L’unica cosa che mi è venuta in mente…»
«… l’unica cosa che le è venuta in mente», l’interruppe
Alessandro Altieri, «è la mia lezione sugli spettri? Davvero è l’unica
spiegazione che è riuscito a darsi, Guerrini?»
«Esatto. Lei ha affermato che alcuni spettri sono in grado di trascinare i vivi nel regno dei morti e, se questo accade, ogni cosa appartenuta alla vittima sparisce nel giro di poche ore, anche il sangue.»
«Sì, l’ho detto. Ma...»
«Svanisce anche il loro ricordo» lo incalzò Roberto. «Il ricordo
della loro esistenza dalla memoria dei loro cari.»
«Non sarebbe più facile pensare che la polizia abbia ripulito la
scena dopo aver raccolto i referti che riteneva opportuni?» chiese
Altieri, ironico. «E poi lei è il suo fidanzato, eppure si ricorda
perfettamente di lei. Mi spiace, ma lei mi sembra sconvolto.
Troppo, non è lucido.»
«Le forze dell’ordine non hanno raccolto nulla.»

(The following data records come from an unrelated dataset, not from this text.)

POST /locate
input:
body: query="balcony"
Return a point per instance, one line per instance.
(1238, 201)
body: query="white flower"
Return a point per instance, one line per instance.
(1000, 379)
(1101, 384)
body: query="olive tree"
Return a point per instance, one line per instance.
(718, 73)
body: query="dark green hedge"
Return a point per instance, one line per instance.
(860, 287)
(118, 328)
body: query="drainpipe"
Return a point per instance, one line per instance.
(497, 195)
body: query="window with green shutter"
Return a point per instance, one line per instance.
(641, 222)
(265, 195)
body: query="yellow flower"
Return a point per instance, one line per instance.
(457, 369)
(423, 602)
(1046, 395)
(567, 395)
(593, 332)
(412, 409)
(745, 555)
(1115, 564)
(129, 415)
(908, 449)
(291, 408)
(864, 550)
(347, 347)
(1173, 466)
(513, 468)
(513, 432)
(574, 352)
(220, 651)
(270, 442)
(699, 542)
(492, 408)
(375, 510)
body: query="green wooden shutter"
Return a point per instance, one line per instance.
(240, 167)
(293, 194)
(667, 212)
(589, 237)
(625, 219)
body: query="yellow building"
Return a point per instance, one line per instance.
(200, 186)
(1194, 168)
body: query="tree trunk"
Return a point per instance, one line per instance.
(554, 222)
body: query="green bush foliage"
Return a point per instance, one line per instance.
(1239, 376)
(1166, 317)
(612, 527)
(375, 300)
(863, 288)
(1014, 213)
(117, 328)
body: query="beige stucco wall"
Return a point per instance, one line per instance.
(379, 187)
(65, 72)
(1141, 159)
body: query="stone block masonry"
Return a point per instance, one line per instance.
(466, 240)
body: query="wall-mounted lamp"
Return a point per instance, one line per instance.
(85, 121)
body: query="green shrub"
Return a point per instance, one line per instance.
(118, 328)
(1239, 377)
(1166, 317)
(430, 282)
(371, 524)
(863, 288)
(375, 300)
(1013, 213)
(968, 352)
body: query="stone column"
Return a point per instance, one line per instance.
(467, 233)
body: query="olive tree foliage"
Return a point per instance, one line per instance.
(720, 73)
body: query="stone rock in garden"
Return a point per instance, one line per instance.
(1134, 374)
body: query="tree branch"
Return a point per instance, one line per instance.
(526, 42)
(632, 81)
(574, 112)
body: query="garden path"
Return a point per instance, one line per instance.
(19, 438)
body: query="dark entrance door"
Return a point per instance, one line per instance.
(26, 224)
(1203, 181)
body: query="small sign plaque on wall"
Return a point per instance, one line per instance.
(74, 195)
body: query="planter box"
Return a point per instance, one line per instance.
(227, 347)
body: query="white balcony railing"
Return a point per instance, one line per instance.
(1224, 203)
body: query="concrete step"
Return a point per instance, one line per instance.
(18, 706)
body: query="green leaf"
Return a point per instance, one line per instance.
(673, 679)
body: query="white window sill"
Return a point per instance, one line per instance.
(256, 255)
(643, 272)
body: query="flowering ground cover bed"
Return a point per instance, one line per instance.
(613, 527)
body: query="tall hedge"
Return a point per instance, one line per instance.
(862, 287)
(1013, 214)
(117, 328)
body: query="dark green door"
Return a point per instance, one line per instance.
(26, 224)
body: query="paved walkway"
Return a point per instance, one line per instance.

«Ancora meglio. Qual è la sua perplessità allora? Quel sangue
poteva essere di chiunque, ha pensato a un banale incidente domestico?» Altieri iniziava a perdere la pazienza. «Roberto, capisco che
sia sconvolto, la sua ragazza ha mollato tutto, anche lei, ma pensare
agli spettri dopo una lezione di antropologia mi sembra un po’ eccessivo. Io non ho tempo da perdere, in particolare con queste
sciocchezze.» Il professore raccolse la sua valigia e sfilò via verso
l’uscita dell’aula. «Arrivederci, signor Guerrini.»
L’insegnante varcò la soglia e Roberto rimase solo.